CHAPITRE XXVII
Mars 1702, Comté de Cornouailles, Manoir de Kergueven...
Maelez et Hector ne s'étaient pas souciés de discrétion, où de quoi que ce soit d'autres. Ils ne s'étaient pas embarrassés outre mesure, sauf l'épée que Maelez portait à sa ceinture. Cette lame, elle aussi enchantée, se trouvait être Excalibur. D'ordinaire, elle revenait toujours à l'aîné de famille, mais le Duc Auster en avait fait cadeau à son frère pour s'assurer de sa fidélité. Maintenant qu'il était mort, Maelez la gardait par devers elle et elle aspirait plus que tout à la planter dans le crâne de son frère.

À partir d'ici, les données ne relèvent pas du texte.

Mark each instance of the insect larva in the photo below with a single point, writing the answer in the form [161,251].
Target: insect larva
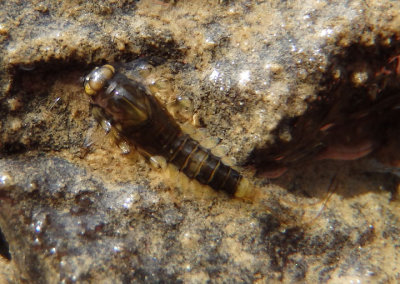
[141,120]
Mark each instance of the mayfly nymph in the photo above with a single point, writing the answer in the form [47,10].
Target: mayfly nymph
[139,118]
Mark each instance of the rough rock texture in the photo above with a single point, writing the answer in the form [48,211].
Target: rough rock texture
[253,73]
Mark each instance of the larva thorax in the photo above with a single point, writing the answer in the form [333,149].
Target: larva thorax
[141,120]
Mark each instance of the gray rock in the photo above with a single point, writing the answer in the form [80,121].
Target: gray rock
[74,209]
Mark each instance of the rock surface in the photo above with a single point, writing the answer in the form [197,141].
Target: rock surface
[74,209]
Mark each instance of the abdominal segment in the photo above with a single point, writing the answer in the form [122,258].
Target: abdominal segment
[142,120]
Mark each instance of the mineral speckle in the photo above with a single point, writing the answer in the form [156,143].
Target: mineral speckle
[74,209]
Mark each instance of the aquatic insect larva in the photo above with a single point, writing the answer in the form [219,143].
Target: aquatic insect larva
[139,118]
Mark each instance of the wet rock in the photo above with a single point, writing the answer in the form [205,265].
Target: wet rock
[74,209]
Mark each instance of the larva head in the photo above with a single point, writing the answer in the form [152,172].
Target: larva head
[97,79]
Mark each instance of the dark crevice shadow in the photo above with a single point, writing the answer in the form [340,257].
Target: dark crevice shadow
[4,247]
[350,130]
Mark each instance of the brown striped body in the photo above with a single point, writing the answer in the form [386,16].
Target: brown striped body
[141,119]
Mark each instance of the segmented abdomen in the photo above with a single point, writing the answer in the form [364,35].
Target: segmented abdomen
[143,121]
[198,163]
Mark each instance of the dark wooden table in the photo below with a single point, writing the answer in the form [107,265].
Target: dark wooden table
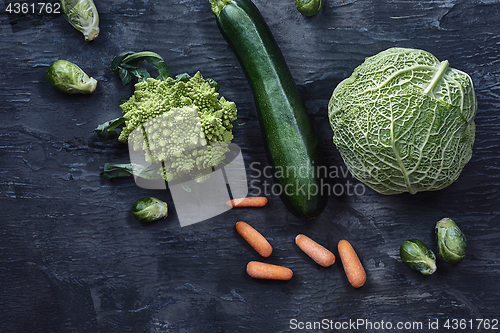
[73,259]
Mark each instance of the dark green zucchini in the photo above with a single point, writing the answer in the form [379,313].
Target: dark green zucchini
[292,146]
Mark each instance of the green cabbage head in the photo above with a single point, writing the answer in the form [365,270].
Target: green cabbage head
[404,121]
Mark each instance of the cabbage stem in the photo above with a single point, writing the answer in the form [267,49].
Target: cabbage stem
[439,74]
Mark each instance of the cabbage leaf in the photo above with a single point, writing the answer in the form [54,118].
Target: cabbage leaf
[404,121]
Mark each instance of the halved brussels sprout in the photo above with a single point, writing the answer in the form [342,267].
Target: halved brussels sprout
[416,255]
[69,78]
[83,15]
[451,241]
[149,209]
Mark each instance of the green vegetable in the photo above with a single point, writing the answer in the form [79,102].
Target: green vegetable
[416,255]
[179,124]
[289,137]
[126,64]
[107,131]
[149,209]
[69,78]
[83,16]
[308,7]
[404,121]
[451,241]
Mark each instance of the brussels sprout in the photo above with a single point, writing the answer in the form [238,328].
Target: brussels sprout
[83,16]
[308,7]
[149,209]
[416,255]
[451,241]
[69,78]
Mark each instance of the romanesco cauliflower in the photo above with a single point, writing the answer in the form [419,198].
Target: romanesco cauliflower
[181,124]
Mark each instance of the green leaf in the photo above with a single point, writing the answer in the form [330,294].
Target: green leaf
[107,131]
[125,65]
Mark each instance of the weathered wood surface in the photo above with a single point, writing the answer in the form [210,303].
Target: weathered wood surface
[73,259]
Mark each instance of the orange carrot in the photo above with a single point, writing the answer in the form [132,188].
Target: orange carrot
[352,266]
[318,253]
[260,270]
[254,238]
[247,202]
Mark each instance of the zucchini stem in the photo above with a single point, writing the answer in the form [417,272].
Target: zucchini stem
[218,5]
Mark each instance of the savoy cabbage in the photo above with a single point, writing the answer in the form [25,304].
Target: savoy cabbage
[404,121]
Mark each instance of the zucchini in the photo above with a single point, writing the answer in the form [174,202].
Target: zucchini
[291,144]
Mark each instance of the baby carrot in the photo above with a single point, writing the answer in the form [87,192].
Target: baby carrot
[352,266]
[260,270]
[247,202]
[254,238]
[318,253]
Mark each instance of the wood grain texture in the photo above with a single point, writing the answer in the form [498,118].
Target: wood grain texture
[73,259]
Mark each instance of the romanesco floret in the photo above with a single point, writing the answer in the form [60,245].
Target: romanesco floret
[181,125]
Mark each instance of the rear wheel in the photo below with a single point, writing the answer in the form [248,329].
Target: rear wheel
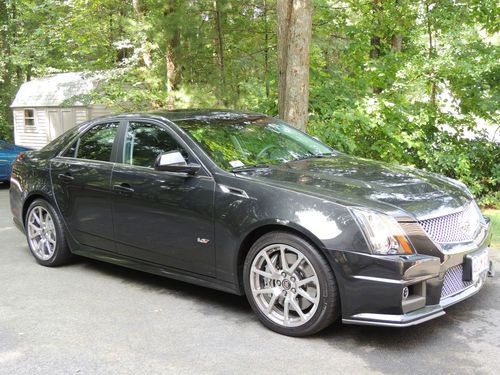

Lorsqu'ils apparurent devant les grilles du domaine de Kergueven, Maelez donna un coup d'Excalibur et elle trancha les barreaux comme s'ils n'avaient étés que fils de laine. Ils fondirent sous l'effet du sortilège et les deux sorciers entrèrent dans le domaine. Maelez tapa du pied par terre et une sorte d'onde rouge se répandit sur le sol.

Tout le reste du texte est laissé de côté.